Ed Kashi: My feeling is that, anyone who comes to Iran to spend time with the nomads, has a sense of curiosity. You need to appeal to those senses. If you’re promoting Costa Rica for example, then you would have a different approach, you need to define a different philosophy. With Iran and its historic sites, you need people to come visit but not destroy them. In one of his books, Mark Twain talks about how American tourists ran up to the Great pyramids and started taking bits of stones as a souvenir. Today that would be unthinkable. You’d end up in an Egyptian prison or something. When I think back on how people used to travel, when there was less awareness, consideration and respect for other people or places, I become more hopeful about our potential for growth in such areas. The world is smaller now and you need to make something that will resonate for other people and have meaning for them. That’s a way to send a powerful message and hopefully you’ll attract people who behave well and appreciate nomads of Iran. Or the rainforests of Costa Rica. They just appreciate it and not trample it.
Any other stories about life with the locals? Photographing them?
Ed Kashi: Wow. Stories. I’m a storyteller. I should be able to do this but to be honest, there are too many and I don’t know which one really sticks out.
Haha. Alright. Another question: if you travel to Iran, will that be for personal reasons or some kind of business?
Ed Kashi: Personal project to look at the history of the name Kashi, it seems that it’s also the original name of in kashkar in china.
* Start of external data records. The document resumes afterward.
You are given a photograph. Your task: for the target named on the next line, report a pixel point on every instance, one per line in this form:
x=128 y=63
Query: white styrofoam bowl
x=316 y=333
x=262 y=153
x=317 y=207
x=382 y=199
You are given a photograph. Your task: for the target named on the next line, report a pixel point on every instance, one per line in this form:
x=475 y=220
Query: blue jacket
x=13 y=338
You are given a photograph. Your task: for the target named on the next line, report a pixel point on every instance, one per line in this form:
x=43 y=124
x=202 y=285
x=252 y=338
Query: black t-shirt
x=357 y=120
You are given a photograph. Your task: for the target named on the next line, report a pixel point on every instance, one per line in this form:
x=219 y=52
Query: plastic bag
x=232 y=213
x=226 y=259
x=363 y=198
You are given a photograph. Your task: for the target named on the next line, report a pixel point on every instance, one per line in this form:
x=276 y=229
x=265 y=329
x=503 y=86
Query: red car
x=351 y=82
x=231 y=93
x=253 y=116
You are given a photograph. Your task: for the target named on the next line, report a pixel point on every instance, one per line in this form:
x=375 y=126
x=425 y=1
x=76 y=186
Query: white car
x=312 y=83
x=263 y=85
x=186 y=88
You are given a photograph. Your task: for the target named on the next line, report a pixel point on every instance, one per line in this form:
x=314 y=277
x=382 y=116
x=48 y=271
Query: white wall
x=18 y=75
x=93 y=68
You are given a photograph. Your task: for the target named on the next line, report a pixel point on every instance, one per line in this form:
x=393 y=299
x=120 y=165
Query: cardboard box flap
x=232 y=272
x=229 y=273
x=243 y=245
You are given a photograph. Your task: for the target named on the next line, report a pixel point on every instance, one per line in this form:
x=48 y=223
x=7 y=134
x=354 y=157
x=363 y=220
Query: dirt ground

These 3 places have the same name. So I thought it’ll be an interesting project to work on. A deep dive into history and culture.
Also, my father used to sell zenith radios in Iran in the 1930s. So my mother and father have a connection to Iran. At this stage in my life this project feels like a breath of fresh air. To learn about history and people. Not just a trivial excuse to travel.
So to focus on a lighter project than your usual work. I hope you do find where the name comes from. Any photos of yourself that you like best?
Ed Kashi: I always look tired. The picture that I like most is a picture of my son that was taking a selfie and I photobombed him. Just my eyes in the picture, I look like a weirdo. But it has meaning. Photography creates our memories, collective memories. I immediately go to my son’s picture because it has some significance for me. It was the day we sent him off to college.